Speaking and Listening/SL.PK.MA.1: Participate in collaborative conversations with diverse partners during daily routines and play.

MA Draft Standards:

Physical Sciences/Energy PS4.A: Investigate different sounds made by different objects and different materials and reason about what is making the sounds. [Cause and Effect]

Head Start Outcomes:

Logic and Reasoning/Reasoning and Problem Solving: Recognizes cause and effect relationships.
Logic and Reasoning/Reasoning and Problem Solving: Classifies, compares, and contrasts objects, events, and experiences.
Science Knowledge/Scientific Skills and Method: Uses senses and tools, including technology, to gather information, investigate materials, and observe processes and relationships.

PreK Learning Guidelines:

English Language Arts/Language 2: Participate actively in discussions, listen to the ideas of others, and ask and answer relevant questions.
Science and Technology/Living Things and Their Environment 15: Use their senses of sight, hearing, touch, smell, and taste to explore their environment using sensory vocabulary.

Explore Together (indoors): Shake and Listen

© Commonwealth of Massachusetts, Department of Early Education and Care (Jennifer Waddell photographer). All rights reserved.

STEM Key Concepts: Different objects make different sounds; An action has to happen to make a sound; A sound becomes louder when the force of the action that is creating the sound is increased; A sound becomes softer, or quieter, when the force is decreased

ELA Focus Skills: Speaking and Listening, Vocabulary

Introduce the materials to children. Explain to children that they will be using the materials to make shakers, and then they will explore making sounds with the shakers.

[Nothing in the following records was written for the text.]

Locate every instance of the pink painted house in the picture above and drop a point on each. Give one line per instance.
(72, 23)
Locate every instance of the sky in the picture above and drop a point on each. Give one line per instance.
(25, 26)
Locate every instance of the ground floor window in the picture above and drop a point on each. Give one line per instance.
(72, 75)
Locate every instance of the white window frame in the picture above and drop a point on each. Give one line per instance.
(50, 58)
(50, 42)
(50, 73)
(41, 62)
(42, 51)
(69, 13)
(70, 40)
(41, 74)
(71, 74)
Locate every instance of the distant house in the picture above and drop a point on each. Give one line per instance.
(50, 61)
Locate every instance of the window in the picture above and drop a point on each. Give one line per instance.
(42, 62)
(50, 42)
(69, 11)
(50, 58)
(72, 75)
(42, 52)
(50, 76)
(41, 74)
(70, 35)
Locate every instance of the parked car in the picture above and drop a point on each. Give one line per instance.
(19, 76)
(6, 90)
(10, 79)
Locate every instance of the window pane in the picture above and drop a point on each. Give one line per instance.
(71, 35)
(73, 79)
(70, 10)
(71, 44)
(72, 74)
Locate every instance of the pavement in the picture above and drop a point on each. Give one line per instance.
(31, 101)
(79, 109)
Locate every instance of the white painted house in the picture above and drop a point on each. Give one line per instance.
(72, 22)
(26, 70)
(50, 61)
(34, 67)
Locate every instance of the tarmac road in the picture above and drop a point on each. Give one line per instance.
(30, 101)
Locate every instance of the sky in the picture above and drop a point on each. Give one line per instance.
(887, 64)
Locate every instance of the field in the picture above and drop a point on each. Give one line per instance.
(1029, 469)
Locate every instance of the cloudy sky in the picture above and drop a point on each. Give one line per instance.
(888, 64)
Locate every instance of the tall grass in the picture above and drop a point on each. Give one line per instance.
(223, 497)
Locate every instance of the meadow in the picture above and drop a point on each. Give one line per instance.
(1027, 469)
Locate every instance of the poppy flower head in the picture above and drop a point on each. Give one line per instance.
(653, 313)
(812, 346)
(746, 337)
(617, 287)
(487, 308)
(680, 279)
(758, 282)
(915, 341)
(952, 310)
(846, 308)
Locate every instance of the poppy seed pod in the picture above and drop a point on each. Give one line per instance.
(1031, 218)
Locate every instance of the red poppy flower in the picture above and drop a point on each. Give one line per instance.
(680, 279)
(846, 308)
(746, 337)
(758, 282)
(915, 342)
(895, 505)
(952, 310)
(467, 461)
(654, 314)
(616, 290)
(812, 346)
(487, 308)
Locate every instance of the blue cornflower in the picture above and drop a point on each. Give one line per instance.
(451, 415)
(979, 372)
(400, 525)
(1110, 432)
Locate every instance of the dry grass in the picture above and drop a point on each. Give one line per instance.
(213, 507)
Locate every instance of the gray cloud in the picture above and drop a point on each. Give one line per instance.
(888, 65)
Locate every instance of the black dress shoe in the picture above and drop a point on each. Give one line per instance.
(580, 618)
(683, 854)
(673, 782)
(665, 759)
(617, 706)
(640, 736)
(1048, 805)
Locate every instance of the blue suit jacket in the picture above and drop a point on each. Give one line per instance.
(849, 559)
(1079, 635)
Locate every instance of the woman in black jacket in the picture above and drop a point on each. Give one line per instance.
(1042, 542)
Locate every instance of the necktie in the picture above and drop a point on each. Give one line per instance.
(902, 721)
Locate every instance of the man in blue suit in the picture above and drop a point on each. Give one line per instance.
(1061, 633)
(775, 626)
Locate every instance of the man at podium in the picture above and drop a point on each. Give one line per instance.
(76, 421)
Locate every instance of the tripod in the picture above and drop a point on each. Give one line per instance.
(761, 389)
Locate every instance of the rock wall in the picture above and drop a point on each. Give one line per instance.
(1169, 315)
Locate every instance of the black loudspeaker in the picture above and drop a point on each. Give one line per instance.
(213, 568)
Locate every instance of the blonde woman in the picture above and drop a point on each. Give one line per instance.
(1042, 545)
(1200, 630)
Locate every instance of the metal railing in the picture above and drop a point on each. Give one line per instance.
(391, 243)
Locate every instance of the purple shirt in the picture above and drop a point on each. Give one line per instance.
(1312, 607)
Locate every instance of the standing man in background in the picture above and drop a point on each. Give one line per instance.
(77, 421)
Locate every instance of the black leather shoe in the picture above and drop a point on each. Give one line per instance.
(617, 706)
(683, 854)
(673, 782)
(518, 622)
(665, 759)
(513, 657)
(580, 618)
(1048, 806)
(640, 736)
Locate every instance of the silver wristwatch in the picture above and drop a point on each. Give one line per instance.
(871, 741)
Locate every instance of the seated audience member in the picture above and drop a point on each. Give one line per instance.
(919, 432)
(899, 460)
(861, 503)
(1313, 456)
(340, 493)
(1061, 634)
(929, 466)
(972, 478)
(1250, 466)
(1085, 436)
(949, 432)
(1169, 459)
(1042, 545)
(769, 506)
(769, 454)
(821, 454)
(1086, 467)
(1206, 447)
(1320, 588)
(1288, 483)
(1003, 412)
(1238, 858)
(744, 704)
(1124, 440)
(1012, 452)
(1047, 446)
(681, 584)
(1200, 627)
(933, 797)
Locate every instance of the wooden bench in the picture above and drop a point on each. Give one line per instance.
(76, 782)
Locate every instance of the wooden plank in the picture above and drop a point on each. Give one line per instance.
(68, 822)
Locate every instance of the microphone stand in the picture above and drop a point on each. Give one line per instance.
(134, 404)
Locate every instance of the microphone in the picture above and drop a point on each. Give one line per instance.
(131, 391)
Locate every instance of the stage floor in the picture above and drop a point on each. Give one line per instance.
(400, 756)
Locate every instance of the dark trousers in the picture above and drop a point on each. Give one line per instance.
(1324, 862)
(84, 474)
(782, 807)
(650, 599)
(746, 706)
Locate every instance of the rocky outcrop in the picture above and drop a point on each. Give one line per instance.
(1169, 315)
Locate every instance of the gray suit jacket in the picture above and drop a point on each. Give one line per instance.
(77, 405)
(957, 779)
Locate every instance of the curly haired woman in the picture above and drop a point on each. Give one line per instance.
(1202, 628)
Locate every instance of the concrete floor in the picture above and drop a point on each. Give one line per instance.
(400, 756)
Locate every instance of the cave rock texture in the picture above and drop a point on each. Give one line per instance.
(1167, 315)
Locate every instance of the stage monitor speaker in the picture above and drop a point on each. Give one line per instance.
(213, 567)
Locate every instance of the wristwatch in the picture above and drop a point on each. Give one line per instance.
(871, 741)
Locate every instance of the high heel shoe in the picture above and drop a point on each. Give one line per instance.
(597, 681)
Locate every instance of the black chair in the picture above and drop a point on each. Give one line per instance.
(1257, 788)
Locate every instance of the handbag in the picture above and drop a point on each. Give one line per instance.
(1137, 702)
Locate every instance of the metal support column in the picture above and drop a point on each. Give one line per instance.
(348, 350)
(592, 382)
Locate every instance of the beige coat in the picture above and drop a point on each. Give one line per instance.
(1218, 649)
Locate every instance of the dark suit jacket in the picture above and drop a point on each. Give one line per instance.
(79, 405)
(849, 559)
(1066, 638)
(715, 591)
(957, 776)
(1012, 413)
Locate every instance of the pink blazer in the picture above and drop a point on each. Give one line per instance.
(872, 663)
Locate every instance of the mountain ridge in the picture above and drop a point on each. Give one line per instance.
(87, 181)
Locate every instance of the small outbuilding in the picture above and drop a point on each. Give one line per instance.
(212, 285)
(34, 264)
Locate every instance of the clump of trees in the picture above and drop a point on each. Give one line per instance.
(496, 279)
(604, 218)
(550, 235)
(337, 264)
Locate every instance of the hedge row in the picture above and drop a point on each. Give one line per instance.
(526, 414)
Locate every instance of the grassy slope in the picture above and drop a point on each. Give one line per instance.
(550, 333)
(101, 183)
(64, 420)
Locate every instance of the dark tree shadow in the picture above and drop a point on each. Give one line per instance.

Think aloud as you model making sounds with the materials, directing children’s focus to listening to the different sounds the materials can produce. For example, say,

  • If I put some beans in this container and shake it, I wonder if it will make a loud sound or a quiet sound. Shake and listen to the shaker to demonstrate.
  • Then ask, What do you predict will happen to the sound if I add more beans to the container? Do you predict it will make a louder sound or a softer sound?
  • What about these other kinds of beans? What sound do you predict these beans would make?

You may want to jot down children’s predictions to return to after children explore the materials freely.

Invite children to select materials and explore making sounds. Encourage them to make predictions before they make sounds. You may need to prompt them to shake the container very gently, making quiet sounds, or to shake it vigorously, making loud sounds. Encourage children to listen closely to the sounds they create and to describe the sounds.

  • It sounded like . . .
  • It’s a . . . sound.
  • I think the sound is . . . 

Prompt children to record their explorations. Ask questions such as,

  • What do you think you can you do to make the sound louder?
  • How is that sound different from the quiet sound Anthony is making?

Reflect and Share
Discuss children’s previous predictions and play back some of their recordings. Ask children to talk about the sounds they made. Encourage them to describe the sounds, compare the sounds, and think about which materials made the sounds.